Meta-Missing Evidence

Introduction: This was posted on June 30, 2022. It is part of the general public debate over gun control and Second Amendment rights.

Key Facts: There are a few facts which might have bearing on the (de-)merits of this argument.

1: The Second Amendment reads as follows: “A well regulated militia, being necessary to the security of a free state, the right to keep and bear arms, shall not be infringed.”

2: A common argument on this topic suggests that the Second Amendment is essentially a reference to muskets, not the kind of weapons currently available to the American public. See here for example.

3: The Belton Flinklock is certainly not the only non-musket available at the time. They would of course have been familiar with canons. Muzzle-loading rifles had been used for hunting and even saw some use during the American revolution. The Gieardoni air rifle provides one additional example of an experimental semi-automaic rifle. Still, muskets were the predominant form of weapon used in warfare. I believe muzzle-loading rifles may have been more useful in hunting, but I am not entirely sure of this.

4: Much of the current discussion of gun control focuses on the prospect of banning assault weapons, or otherwise subjecting them to some form of stricter-than-usual regulation. What constitutes an ‘assault weapon‘ can be a difficult question. The difficulty is of course compounded by the controversial nature of the debate over gun control.

5: While Washington is known to have ordered 100 of these for his troops during the American revolution, there is no evidence that he received them or that his troops actually used them. By most accounts, the deal simply fell through.

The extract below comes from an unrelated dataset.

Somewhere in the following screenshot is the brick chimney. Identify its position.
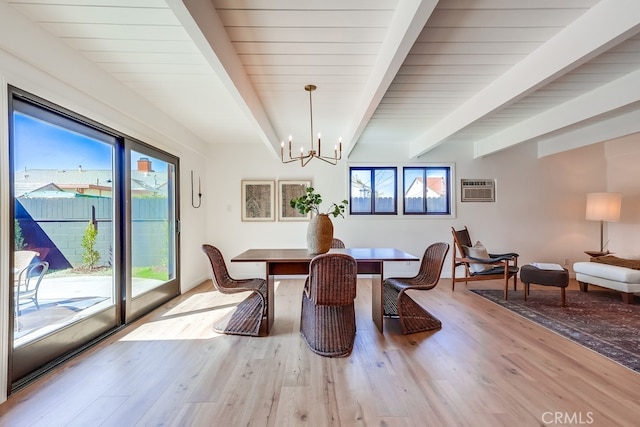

Text: “The Belton Flintlock could fire 20 rounds in 5 seconds. That’s 50% faster than a modern AR-15. George Washington commissioned 100 of these in 1777 — 14 years before the second amendment. Next time a left winger mentions ‘muskets’, remind them how little they know about history.”

ANALYSIS

Comments: For reasons best explained here, I regard the claim that the Second Amendment refers only to muskets as completely indefensible. The prospect that modern weapons pose problems today that America’s founding fathers may not have anticipated is very real, but that is a political question; it does not point us to a narrow construction of the Second Amendment. If one were to use existing weapons available at the time, there are better candidates for consideration than the Belton Flintlock. Raising the prospect of its use in the revolution without acknowledging the fact that it simply wasn’t is both unethical and intellectually unhelpful.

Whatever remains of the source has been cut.